It does not mitigate such defiance of law to urge that hard-won liberties of collective action by workers were at stake. The most prized liberties themselves presuppose an independent judiciary through which these liberties may be, as they often have been, vindicated. When in a real controversy, such as is now here, an appeal is made to law, the issue must be left to the judgment of courts and not the personal judgment of one of the parties. This principle is a postulate of our democracy.

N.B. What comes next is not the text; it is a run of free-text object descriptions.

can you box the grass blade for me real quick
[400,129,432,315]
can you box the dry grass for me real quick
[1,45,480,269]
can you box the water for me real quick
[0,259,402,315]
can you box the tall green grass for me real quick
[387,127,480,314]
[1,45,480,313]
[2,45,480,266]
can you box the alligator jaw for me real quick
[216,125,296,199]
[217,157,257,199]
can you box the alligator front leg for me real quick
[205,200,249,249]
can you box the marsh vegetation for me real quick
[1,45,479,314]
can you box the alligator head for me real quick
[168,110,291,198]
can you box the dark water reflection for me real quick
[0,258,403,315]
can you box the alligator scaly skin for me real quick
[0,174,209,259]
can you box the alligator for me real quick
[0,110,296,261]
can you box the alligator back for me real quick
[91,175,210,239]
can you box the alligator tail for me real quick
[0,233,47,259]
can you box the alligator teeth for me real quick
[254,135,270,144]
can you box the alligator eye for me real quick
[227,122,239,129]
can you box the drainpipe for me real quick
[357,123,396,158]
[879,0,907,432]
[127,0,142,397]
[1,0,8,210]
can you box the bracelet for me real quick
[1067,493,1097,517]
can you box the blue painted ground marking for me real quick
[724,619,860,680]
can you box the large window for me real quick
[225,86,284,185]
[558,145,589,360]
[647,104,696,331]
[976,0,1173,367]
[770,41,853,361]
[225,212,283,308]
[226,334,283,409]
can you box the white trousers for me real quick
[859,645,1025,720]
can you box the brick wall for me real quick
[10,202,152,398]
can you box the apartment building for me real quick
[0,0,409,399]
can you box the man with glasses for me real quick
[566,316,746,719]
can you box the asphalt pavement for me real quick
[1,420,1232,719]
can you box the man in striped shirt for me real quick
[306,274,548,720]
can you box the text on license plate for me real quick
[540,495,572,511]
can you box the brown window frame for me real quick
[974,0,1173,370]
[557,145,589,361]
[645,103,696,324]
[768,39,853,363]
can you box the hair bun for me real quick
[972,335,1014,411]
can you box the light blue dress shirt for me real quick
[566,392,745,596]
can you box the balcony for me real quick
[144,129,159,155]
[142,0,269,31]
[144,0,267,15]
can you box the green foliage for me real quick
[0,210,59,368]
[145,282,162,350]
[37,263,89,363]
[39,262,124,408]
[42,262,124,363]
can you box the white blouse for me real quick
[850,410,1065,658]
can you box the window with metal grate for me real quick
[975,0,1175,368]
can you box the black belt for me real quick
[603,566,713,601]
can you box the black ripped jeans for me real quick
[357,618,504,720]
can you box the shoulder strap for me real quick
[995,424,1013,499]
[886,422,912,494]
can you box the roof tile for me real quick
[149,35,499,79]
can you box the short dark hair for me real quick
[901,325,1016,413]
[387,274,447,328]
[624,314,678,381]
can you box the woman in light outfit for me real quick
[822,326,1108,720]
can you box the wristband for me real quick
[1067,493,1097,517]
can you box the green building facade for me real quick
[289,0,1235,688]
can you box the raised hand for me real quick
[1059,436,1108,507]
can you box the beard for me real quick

And so I join the opinion of the Court insofar as it sustains the judgment for criminal contempt upon the broad ground of vindicating the process of law. The records of this Court are full of cases, both civil and criminal, involving life or land or small sums of money, in which the Court proceeded to consider a federal claim that was not obviously frivolous. It retained such cases under its power until final judgment, though the claim eventually turned out to be unfounded and the judgment was one denying the jurisdiction either of this Court or of the court from which the case came. In the case before us, the District Court had power "to preserve the existing conditions" in the discharge of "its duty to permit argument and to take the time required for such consideration as it might need" to decide whether the controversy involved a labor dispute to which the Norris-LaGuardia Act applied. United States v. Shipp, 203 U. S. 563, 573, and Howat v. Kansas, 258 U. S. 181.

2 Since, in my view, this was not a conviction for contempt in a case "arising under this Act," the jury provisions of § 11 of the NorrisLaGuardia Act do not apply. For obvious reasons, the petitioners do not claim that the Constitution of the United States affords them a right to trial by jury.